Are they deductible to decrease tax burden for employers and without discretion on the personal income of the owner/employer and some party is telling the IRS to kick rocks?
Technically speaking very few people have filed a tax return with PPP forgiveness on it. Several trade groups are telling the IRS to kick rocks and it would appear that Congress is as well.
Not that this will happen, but I assume this is in the spirit of the opinion on the deduction topic that kicked this off, wonder what the reaction would be if the median income of a US worker is deemed to be allowed to be deducted (~36k USD), or some multiple like 2x. I don't know for certain, but I think the overall point being made in that article was that the loans were to keep employees with a paycheck, but not necessarily to ensure an owner's wage was fully secure (ie the 1%er comment).
I think we may be talking past each other here on the mechanics of how this all works. The employee's wage is only being deducted once.
Business received the PPP funds as cash and paid their fixed costs (or were supposed to) as normal - payroll or rent is still being only deducted once hopefully as if it were a normal year. The idea being that instead of sending that cash back to the bank in the form of repayments the loan is forgiven. Not to get any further in the weeds than I already have but this is normally called forgiveness of debt income. This income, if taxable, would offset payroll costs so if this was a typical year you would have business owners having a higher taxable income than normal.
The idea for not making the forgiveness taxable is that we are not punishing business owners for accepting the loans and keeping their workers hired. If the forgiveness is taxable they would have been wiser to lay off those workers (from a practical standpoint.. not a moral one).
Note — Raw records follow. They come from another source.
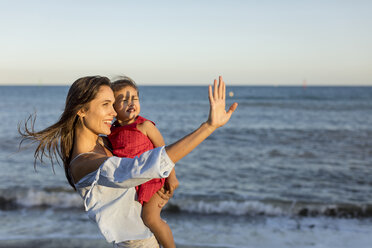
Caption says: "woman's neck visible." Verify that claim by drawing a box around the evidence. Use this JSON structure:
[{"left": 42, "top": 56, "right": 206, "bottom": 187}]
[{"left": 73, "top": 124, "right": 104, "bottom": 155}]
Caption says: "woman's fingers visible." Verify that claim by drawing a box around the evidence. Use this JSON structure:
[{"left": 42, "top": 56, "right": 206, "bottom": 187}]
[
  {"left": 208, "top": 85, "right": 213, "bottom": 104},
  {"left": 222, "top": 78, "right": 226, "bottom": 100},
  {"left": 227, "top": 102, "right": 238, "bottom": 115},
  {"left": 218, "top": 76, "right": 225, "bottom": 99}
]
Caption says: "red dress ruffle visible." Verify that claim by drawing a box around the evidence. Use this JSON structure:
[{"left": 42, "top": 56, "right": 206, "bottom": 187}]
[{"left": 108, "top": 116, "right": 165, "bottom": 204}]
Again this is all great in theory but there was no real means testing on PPP loans and they were abused all over the place, but they also helped millions of businesses! The opinion of the article you linked seemed to be that high net worth individuals used it to pay themselves, which is absolutely possible and probable, but like the stimulus checks sometimes you have to open yourself up to that risk in the spirit of urgency and just hope you helped more small businesses than abusers of the system. Making it taxable punishes the abusers, but also the small businesses.